The Prescribing Information will list all the known serious side effects of a drug. When the FDA issues a slap on the wrist, it makes the drug company mention the side effect in the Prescribing Information. The Avandia Prescribing information has listed heart failure as a concern for years and last year it added macular edema (swelling in the retinal area that can cause blindness.)

2. Make sure you understand the Prescribing Information. If your medical knowledge isn't good enough to understand the wording, do not be shy about calling up your doctor and asking him to interpret it to you. The information may be as big a surprise to your doctor as it is to you. When I have asked doctors about information in the Prescribing Information, including black box warnings, they have often not known it was there.

3. If there are serious side effects, ask your doctor whether there is testing that can spot these side effects early enough to prevent permanent damage and make sure your doctor does those tests. Even here, there is the concern that the drug company may have told your doctor that certain tests can guarantee safety when this is not true.

For example, with some drugs, including Rezulin, by the time your liver function tests came in abnormal, the damage was already done and you might not recover. With Zyprexa, by the time your blood sugar is abnormal, you may have sustained irreversible damage, too. Since we learned that the drug companies selling these dangerous drugs may offer insurance to your doctor to cover claims if you sue him after experiencing kind of permanent damage as an incentive to get him to keep prescribing a dangerous drug, as was done with both Vioxx and Zyprexa, you can't trust your doctor's assurances 100%.

4. Ask if there is an older, better understood drug or other healing strategy (like exercise and diet) that could be used instead of the newer drug. In the case of Avandia, diet and exercise provided much better outcomes for people with diabetes and prediabetes than did the drug. The alternative drugs or strategies are usually much cheaper, too.

5. If a doctor makes a claim that a new drug does something really important no other drug does and that is why you should take it, investigate the data on which that claim rests.

Many people with diabetes were told that Avandia would rejuvenate their beta cells, and that was why they should take it even if they were gaining tens of pounds and swelling up like ticks. This turns out to have been a claim based on the most flimsy of evidence--much of it derived from the study of another, more dangerous drug no longer on the market--that was recently completely disproved by the DREAM study.

Vioxx was sold with the promise that it didn't cause the stomach bleeding other NSAIDS cause, which was also false. (My mom ended up in the ER thanks to stomach bleeding from Vioxx.) More recent data shows that Vioxx and related expensive, dangerous, new drugs are no more effective than Ibuprofen.
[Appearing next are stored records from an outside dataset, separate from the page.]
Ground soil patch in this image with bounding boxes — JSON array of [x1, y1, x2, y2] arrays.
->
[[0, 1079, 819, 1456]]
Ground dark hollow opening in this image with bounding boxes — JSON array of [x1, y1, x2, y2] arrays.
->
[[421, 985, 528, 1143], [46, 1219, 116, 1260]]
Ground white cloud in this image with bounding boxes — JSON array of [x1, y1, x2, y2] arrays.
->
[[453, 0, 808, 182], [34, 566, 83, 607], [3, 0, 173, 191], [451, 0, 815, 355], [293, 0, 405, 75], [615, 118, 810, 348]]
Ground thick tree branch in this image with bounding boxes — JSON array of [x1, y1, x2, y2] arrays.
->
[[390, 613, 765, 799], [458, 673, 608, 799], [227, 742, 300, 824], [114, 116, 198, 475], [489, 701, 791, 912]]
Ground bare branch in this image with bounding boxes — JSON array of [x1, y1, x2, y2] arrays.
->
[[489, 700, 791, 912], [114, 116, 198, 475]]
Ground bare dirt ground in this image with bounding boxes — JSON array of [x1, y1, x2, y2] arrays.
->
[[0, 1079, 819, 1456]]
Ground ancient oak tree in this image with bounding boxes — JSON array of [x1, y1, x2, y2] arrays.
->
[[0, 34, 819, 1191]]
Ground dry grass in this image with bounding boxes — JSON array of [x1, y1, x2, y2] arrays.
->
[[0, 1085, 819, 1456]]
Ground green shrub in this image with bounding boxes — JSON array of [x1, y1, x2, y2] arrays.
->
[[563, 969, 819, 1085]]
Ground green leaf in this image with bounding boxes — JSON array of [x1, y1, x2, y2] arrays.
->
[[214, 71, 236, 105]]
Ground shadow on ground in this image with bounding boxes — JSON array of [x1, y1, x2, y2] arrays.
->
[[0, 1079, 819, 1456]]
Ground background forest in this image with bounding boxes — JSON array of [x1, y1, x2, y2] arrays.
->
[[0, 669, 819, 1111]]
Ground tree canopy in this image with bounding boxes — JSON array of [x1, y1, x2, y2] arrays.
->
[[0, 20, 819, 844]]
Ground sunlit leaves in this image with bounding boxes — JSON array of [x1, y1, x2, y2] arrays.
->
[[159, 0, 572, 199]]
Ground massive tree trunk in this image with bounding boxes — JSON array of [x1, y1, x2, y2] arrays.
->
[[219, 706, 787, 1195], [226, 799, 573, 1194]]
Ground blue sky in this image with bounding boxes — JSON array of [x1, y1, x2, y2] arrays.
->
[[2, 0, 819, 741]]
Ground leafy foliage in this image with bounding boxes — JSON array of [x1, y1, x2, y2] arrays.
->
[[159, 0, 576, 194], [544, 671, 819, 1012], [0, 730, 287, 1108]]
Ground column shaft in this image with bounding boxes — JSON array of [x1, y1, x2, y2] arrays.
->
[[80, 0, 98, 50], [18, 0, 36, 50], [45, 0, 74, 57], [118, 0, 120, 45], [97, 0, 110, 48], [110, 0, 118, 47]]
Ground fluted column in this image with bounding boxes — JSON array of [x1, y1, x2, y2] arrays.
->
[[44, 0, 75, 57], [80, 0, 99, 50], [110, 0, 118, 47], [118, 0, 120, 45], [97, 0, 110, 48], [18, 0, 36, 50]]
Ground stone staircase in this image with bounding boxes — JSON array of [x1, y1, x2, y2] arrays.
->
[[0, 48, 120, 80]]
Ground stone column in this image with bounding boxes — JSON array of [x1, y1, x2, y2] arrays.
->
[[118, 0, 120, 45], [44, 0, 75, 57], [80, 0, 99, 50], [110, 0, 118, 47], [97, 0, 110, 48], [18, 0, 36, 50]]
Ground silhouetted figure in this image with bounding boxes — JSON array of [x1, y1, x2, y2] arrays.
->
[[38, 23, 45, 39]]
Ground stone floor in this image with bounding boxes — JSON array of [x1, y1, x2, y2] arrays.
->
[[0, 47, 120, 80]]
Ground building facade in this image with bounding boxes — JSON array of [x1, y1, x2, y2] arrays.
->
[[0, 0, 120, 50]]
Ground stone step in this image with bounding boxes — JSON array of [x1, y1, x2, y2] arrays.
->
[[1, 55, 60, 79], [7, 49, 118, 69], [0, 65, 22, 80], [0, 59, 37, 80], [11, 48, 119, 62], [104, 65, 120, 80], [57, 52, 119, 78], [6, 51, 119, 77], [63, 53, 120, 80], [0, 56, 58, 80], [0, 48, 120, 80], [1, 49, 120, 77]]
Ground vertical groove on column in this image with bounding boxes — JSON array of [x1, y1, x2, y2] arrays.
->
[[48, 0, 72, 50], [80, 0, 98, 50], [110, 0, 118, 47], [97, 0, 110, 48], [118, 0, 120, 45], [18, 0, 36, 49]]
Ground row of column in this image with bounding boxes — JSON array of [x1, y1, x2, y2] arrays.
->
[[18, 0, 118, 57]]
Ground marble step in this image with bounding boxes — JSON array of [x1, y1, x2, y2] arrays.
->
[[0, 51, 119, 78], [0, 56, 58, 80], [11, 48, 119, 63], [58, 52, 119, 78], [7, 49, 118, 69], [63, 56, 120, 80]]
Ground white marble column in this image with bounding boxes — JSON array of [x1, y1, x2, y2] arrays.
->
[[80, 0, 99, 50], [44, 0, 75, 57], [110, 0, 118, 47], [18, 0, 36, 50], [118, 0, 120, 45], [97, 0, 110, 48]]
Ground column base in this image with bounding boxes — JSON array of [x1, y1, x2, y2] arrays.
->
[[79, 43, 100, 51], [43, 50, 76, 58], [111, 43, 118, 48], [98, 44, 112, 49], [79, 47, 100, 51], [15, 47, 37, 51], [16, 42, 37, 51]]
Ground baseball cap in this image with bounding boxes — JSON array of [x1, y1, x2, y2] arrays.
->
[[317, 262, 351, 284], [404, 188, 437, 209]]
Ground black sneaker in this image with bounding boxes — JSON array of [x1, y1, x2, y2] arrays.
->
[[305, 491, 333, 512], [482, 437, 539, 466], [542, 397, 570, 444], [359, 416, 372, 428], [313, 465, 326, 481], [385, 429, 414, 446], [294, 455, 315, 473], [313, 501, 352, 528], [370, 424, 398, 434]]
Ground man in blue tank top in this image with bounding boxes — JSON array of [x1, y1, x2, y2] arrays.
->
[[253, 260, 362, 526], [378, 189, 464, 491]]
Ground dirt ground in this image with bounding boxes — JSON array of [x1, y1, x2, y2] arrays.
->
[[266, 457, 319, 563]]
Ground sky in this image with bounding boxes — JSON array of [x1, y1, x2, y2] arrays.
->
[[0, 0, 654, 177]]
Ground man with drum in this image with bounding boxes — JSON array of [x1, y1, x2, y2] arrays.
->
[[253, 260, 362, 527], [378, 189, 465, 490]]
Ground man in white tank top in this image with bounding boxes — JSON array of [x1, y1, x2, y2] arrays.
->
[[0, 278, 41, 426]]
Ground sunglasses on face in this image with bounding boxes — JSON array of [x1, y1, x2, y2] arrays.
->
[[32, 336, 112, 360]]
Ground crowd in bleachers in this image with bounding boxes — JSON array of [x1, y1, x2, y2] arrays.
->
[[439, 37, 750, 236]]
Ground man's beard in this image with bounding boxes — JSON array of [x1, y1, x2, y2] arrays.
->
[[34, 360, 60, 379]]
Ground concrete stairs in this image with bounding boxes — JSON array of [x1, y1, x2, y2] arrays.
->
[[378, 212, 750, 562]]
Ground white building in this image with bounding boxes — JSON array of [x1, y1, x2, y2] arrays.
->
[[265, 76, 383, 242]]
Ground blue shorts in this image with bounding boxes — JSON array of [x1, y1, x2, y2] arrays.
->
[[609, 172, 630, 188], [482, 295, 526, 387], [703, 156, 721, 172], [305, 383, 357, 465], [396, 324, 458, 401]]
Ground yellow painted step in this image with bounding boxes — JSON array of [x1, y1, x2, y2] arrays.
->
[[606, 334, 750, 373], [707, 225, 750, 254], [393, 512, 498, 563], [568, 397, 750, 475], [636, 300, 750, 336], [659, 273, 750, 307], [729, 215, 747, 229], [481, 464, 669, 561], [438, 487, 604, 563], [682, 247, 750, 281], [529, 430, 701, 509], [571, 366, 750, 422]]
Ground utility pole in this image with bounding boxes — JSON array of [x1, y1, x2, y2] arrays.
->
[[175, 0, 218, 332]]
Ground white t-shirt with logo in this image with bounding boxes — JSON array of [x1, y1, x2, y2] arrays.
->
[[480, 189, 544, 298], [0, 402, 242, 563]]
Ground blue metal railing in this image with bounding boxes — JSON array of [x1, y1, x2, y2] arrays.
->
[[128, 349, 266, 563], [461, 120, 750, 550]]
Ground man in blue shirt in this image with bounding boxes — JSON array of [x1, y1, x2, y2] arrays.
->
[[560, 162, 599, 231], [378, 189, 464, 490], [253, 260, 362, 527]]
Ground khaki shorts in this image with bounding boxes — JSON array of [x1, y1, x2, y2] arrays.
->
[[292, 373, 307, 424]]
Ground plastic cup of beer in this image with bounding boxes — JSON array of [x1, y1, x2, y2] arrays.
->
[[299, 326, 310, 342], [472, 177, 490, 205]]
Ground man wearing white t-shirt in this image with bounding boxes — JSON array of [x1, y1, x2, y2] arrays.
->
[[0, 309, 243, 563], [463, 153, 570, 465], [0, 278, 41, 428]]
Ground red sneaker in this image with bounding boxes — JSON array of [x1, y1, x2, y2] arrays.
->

Right now, people taking incretin drugs like Byetta are being told that this drug will rejuvenate their beta cells, but the evidence for this is also weak and is derived from mouse studies. One fact everyone with diabetes must memorize is this: Rodents have very different pancreas function from humans and many drugs have effects on rodents that they do not show in humans.

All this sounds like a lot of work, and it is. But since your doctor is too busy to do it, you will have to. It is YOUR body that will pay the price if you take a toxic drug.